Dans le langage des bureaucrates syndicaux toujours soucieux de cacher leur propre responsabilité dans les défaites infligées aux travailleurs en rejetant le blâme sur ces derniers, Gingras a répondu que la «grève serait illégale» et que les travailleurs se tiendraient loin d’elle. Ce qu’il a soigneusement omis de mentionner, c’est l’enjeu central de cette lutte: le rejet de l’austérité et la défense du droit de grève constamment menacé – autant par les libéraux de Justin Trudeau au fédéral, les conservateurs de Ford en Ontario, ou les populistes de droite de la CAQ (Coalition Avenir Québec) au Québec.
Dans leurs efforts pour isoler la lutte des travailleurs de soutien de l’Ontario, les bureaucrates syndicaux du Québec peuvent compter sur la complicité d’organisations politiques supposément «de gauche» comme Québec solidaire (QS).
Ce parti des classes moyennes aisées est un promoteur assidu du nationalisme québécois rétrograde. Il n’accorde aucune attention au sort des travailleurs du Canada anglais, et à peine un peu plus aux luttes ouvrières qui éclatent au Québec. Et les rares fois qu’il le fait, c’est pour renforcer l’appareil syndical qui étrangle depuis des décennies le moindre acte de résistance des travailleurs face à l’assaut patronal sur leur niveau de vie.
De plus en plus intégré à l’establishment politique au Québec, QS se retrouve en compagnie d’importantes sections de la classe dirigeante québécoise qui ont pris ouvertement position en faveur de Ford dans sa lutte contre les travailleurs ontariens de l’éducation.
Alain Therrien, un député du parti frère du Parti québécois au niveau fédéral, le Bloc Québécois, se serait déclaré «indifférent» à ce qui se passe en Ontario. Quant aux grands médias nationalistes de droite comme Le Devoir, proche des milieux indépendantistes, ou Le Journal de Montréal, le tabloïd du multimillionnaire et ancien chef du PQ Pierre-Karl Péladeau, ils n’ont pas caché leur hostilité envers les grévistes ontariens.

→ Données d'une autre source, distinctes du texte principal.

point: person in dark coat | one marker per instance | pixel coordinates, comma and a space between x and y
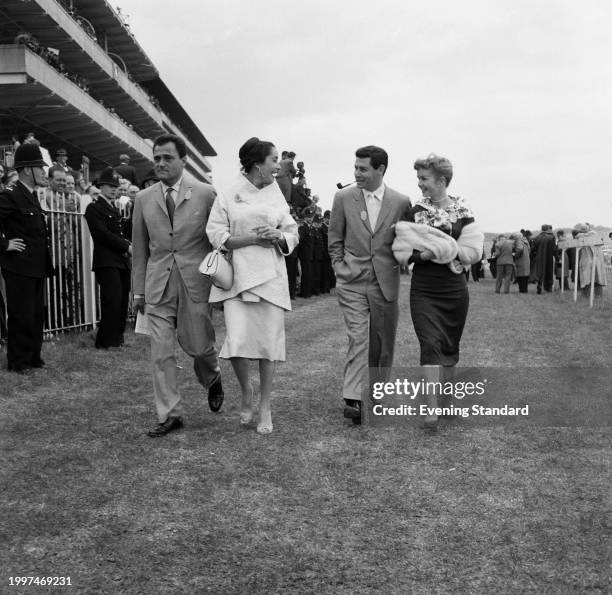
111, 261
562, 263
125, 170
545, 247
25, 260
305, 254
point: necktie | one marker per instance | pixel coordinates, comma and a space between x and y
170, 205
373, 206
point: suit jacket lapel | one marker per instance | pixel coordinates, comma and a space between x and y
361, 208
385, 208
160, 199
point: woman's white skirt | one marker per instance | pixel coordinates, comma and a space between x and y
254, 330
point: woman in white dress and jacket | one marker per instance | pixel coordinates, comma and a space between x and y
252, 220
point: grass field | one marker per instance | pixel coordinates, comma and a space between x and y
319, 506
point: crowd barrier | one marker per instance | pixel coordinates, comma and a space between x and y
71, 295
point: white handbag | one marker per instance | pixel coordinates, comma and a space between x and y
217, 266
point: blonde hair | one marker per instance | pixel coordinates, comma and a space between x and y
440, 166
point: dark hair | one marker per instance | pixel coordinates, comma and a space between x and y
440, 166
254, 152
377, 156
179, 143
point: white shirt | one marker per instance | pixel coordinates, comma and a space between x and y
373, 203
175, 187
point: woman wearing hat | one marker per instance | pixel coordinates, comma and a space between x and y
591, 265
111, 261
443, 238
253, 220
25, 260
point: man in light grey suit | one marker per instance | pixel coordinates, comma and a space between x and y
169, 242
360, 236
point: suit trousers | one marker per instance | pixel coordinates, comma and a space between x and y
177, 316
25, 305
504, 275
114, 296
305, 277
371, 323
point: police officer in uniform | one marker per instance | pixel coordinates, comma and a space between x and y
25, 260
111, 261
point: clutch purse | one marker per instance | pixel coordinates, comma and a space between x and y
217, 266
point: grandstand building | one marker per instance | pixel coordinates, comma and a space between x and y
72, 73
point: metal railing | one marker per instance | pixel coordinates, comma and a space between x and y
71, 295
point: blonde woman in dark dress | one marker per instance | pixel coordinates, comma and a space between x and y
439, 298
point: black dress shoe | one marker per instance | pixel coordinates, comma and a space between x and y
171, 424
352, 411
215, 395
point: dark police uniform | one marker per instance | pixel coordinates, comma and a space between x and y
305, 254
21, 216
111, 263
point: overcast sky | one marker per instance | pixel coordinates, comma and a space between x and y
516, 93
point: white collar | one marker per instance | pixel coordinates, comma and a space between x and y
378, 193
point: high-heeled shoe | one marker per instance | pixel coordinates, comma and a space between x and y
246, 417
264, 427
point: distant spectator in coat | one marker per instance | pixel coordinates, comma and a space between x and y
504, 254
111, 262
590, 262
60, 163
125, 170
522, 262
545, 246
30, 139
561, 262
285, 175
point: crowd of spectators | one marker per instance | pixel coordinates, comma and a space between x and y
524, 258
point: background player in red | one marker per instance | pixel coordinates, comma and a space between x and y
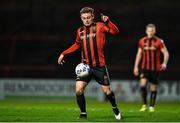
91, 39
150, 48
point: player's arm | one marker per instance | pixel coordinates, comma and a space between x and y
71, 49
165, 58
112, 28
137, 61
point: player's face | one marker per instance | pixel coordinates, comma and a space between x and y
87, 18
150, 31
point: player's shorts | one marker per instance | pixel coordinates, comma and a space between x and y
151, 76
100, 74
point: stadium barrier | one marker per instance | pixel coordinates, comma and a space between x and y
125, 90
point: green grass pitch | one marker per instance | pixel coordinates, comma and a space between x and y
53, 110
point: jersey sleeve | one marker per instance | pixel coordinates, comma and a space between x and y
161, 44
141, 44
75, 46
110, 27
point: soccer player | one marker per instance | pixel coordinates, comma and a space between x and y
149, 54
91, 39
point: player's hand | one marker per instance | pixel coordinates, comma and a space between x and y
60, 59
136, 71
163, 66
104, 18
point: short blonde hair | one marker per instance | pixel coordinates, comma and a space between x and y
87, 10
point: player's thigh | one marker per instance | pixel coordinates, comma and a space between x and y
106, 89
80, 87
143, 82
153, 87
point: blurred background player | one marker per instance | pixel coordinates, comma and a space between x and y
150, 48
91, 39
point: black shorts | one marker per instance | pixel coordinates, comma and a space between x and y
100, 74
151, 76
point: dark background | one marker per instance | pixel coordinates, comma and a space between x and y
34, 32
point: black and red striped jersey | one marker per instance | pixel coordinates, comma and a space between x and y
151, 53
92, 40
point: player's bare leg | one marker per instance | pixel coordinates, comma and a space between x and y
80, 87
153, 88
111, 97
143, 87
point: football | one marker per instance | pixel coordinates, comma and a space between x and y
82, 70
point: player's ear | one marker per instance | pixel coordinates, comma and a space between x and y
93, 16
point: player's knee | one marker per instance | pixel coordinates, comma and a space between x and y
79, 91
107, 91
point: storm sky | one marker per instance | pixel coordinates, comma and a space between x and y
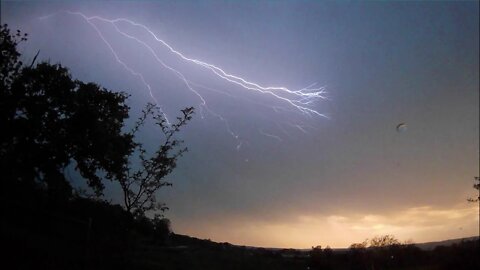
259, 171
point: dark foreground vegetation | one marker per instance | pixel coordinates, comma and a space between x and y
51, 123
89, 234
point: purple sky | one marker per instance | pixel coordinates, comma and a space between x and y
286, 178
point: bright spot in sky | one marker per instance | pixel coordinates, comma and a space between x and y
402, 127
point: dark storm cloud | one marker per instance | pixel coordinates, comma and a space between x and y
382, 63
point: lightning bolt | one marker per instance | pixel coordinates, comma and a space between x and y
300, 100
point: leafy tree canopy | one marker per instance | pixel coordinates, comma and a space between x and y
50, 120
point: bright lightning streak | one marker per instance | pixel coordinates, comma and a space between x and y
301, 99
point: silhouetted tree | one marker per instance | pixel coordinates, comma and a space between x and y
139, 183
50, 121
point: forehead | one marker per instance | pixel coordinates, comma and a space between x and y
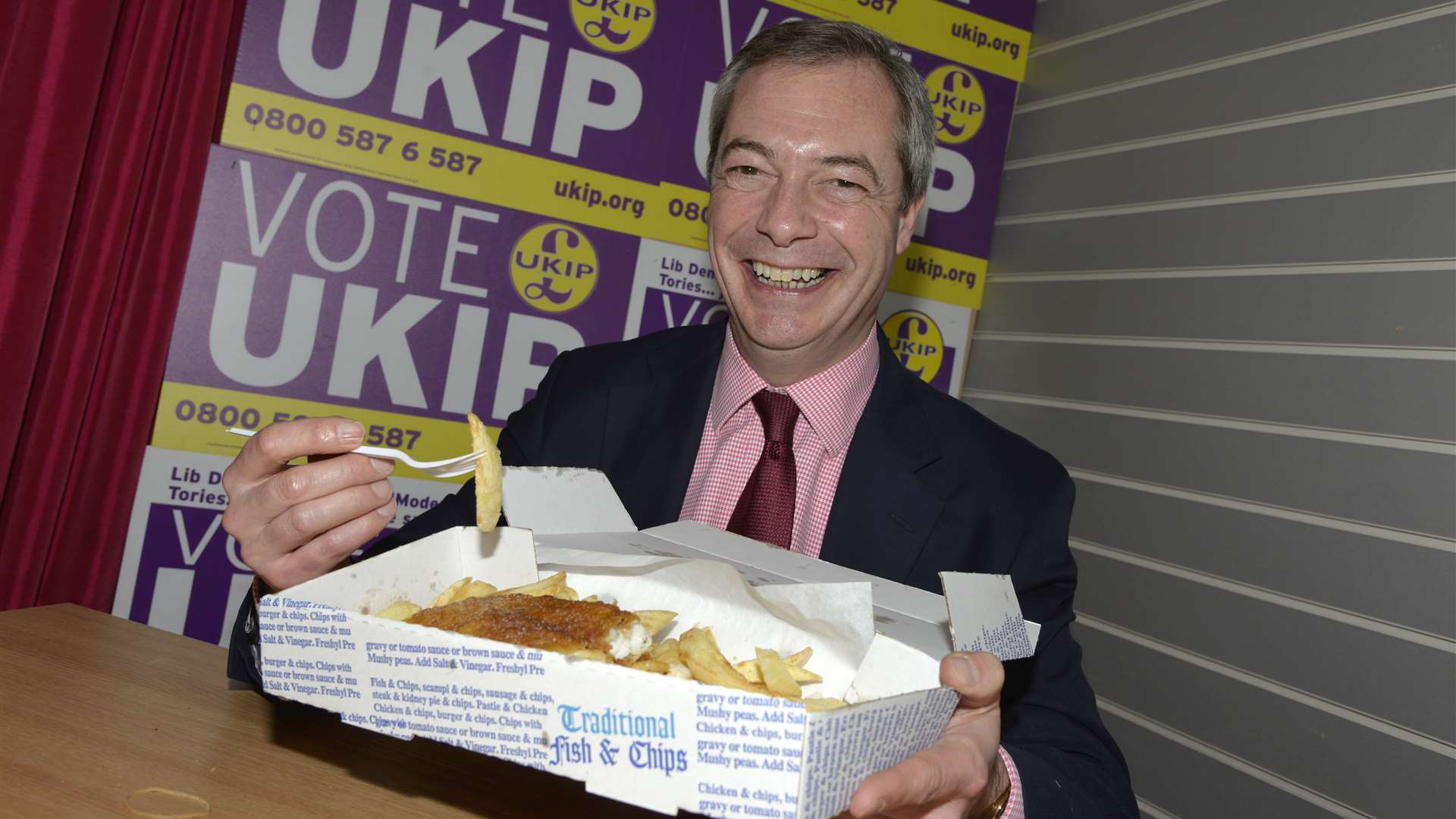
836, 107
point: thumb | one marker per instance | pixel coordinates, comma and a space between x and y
976, 675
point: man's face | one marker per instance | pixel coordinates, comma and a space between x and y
805, 221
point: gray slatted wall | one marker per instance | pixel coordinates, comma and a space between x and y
1223, 293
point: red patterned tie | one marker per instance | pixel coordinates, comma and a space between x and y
764, 509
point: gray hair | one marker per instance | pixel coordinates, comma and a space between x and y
820, 42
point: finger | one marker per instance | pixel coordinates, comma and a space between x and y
308, 483
976, 675
946, 771
303, 522
271, 449
331, 548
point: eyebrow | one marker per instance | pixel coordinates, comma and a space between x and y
752, 146
856, 161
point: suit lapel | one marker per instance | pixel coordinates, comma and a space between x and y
883, 510
653, 428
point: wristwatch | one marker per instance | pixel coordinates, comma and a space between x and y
996, 808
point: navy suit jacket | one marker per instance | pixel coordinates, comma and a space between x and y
928, 485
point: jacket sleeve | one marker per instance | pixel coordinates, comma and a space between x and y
522, 445
1069, 765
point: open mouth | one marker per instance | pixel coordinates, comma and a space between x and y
788, 278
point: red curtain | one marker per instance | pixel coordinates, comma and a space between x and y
107, 111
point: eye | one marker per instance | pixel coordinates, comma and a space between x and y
746, 177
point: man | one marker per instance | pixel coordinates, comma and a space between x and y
797, 426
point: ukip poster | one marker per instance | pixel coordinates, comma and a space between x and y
419, 205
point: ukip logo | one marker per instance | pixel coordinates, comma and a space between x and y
554, 267
916, 340
615, 25
957, 102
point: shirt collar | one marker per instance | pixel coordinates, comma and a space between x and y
830, 401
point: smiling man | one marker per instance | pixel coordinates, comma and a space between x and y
794, 426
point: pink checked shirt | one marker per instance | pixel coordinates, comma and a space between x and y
830, 406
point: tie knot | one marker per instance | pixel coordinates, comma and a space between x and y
778, 413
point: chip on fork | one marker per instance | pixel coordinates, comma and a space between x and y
444, 468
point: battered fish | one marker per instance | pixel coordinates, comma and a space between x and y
544, 623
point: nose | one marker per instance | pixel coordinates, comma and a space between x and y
786, 216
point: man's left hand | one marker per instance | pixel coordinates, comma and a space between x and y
963, 773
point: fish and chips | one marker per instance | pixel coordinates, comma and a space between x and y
552, 617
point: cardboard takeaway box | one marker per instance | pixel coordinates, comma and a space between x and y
647, 739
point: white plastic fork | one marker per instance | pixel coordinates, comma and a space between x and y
444, 468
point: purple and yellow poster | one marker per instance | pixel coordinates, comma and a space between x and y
419, 203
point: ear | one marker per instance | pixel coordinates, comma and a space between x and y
906, 226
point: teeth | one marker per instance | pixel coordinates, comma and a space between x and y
791, 279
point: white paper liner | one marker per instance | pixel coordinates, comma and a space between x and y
833, 618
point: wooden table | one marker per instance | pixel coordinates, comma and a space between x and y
95, 707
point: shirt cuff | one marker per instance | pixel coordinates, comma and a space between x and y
1015, 808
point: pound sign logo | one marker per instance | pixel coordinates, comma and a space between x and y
615, 25
554, 267
957, 102
916, 340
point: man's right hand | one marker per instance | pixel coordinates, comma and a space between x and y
294, 523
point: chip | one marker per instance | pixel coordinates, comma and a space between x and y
777, 673
795, 662
488, 474
655, 620
476, 589
542, 588
455, 592
701, 654
400, 610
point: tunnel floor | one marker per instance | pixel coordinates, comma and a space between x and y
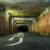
24, 41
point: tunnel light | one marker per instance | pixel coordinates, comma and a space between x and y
12, 20
7, 14
33, 20
46, 0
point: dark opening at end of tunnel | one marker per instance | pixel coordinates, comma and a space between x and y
23, 29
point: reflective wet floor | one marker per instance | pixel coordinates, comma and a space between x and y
24, 41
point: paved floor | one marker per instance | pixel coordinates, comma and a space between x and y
24, 41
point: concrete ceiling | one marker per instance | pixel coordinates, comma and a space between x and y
35, 6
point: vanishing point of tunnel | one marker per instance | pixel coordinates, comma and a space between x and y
24, 24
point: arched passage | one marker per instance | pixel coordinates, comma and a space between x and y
23, 29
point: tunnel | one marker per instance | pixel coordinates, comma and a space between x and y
22, 29
24, 24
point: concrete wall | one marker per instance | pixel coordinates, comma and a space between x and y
43, 25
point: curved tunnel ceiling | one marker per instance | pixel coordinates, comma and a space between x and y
35, 6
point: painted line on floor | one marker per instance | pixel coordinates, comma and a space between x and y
19, 42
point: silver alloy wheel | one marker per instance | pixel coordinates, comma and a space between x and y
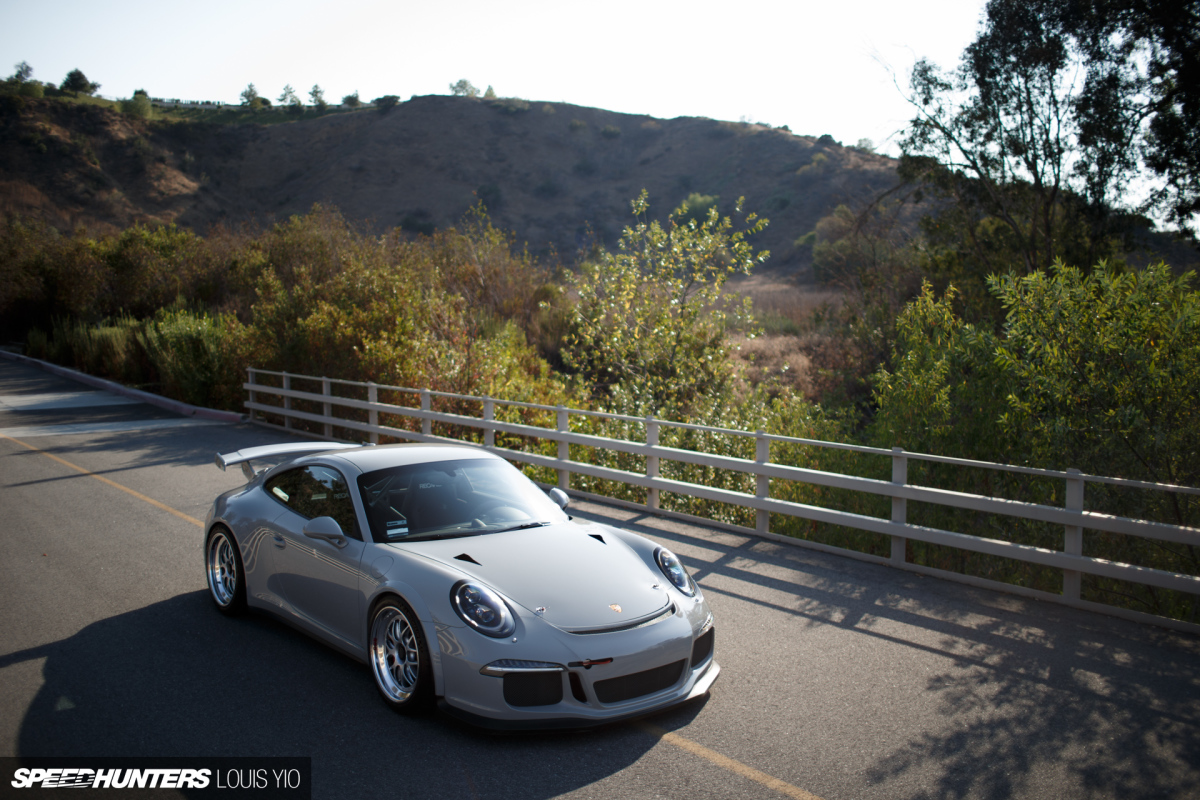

Dans un texte intitulé «Une dérogation vraiment monstrueuse?», Antoine Robitaille du Journal de Montréal a applaudi la loi spéciale de Ford sous le prétexte qu’elle vise à garder les enfants à l’école et à empêcher que le droit de grève ne soit considéré comme un «droit fondamental» reconnu par les chartes et les tribunaux.
Le chroniqueur Mathieu-Bock Côté, un virulent nationaliste qui a récemment défendu la nouvelle première ministre fasciste italienne, a présenté le conflit de travail en Ontario comme un évènement abstrait dont le seul enjeu est celui de la clause dérogatoire et du combat entre «la volonté des élus» et celles des juges – prenant évidemment le parti des élus.
Depuis l’élection de la CAQ en 2018, les promoteurs du nationalisme québécois ont pris un tournant marqué vers la droite. Ils ont défendu l’utilisation de la clause de dérogation par le gouvernement de François Legault dans ses lois chauvines 21 et 96. Alors que ces lois violent les droits démocratiques des minorités, les nationalistes québécois les présentent comme l’expression des «intérêts collectifs» de la «nation» québécoise. Cette fiction politique sert à masquer les divisions fondamentales de classe qui traversent la société, au Québec comme au Canada anglais et dans le reste du monde.
Le nationalisme québécois n’a rien à offrir aux travailleurs. Cette idéologie réactionnaire sert les intérêts de la classe capitaliste en divisant la classe ouvrière selon des lignes linguistiques ou ethniques. Elle vise ainsi à bloquer une lutte commune des travailleurs francophones, anglophones et immigrants du Canada, en unité avec leurs frères et sœurs de classe aux États-Unis et outre-mer, contre les politiques d’austérité capitaliste et de guerre impérialiste de l’élite dirigeante.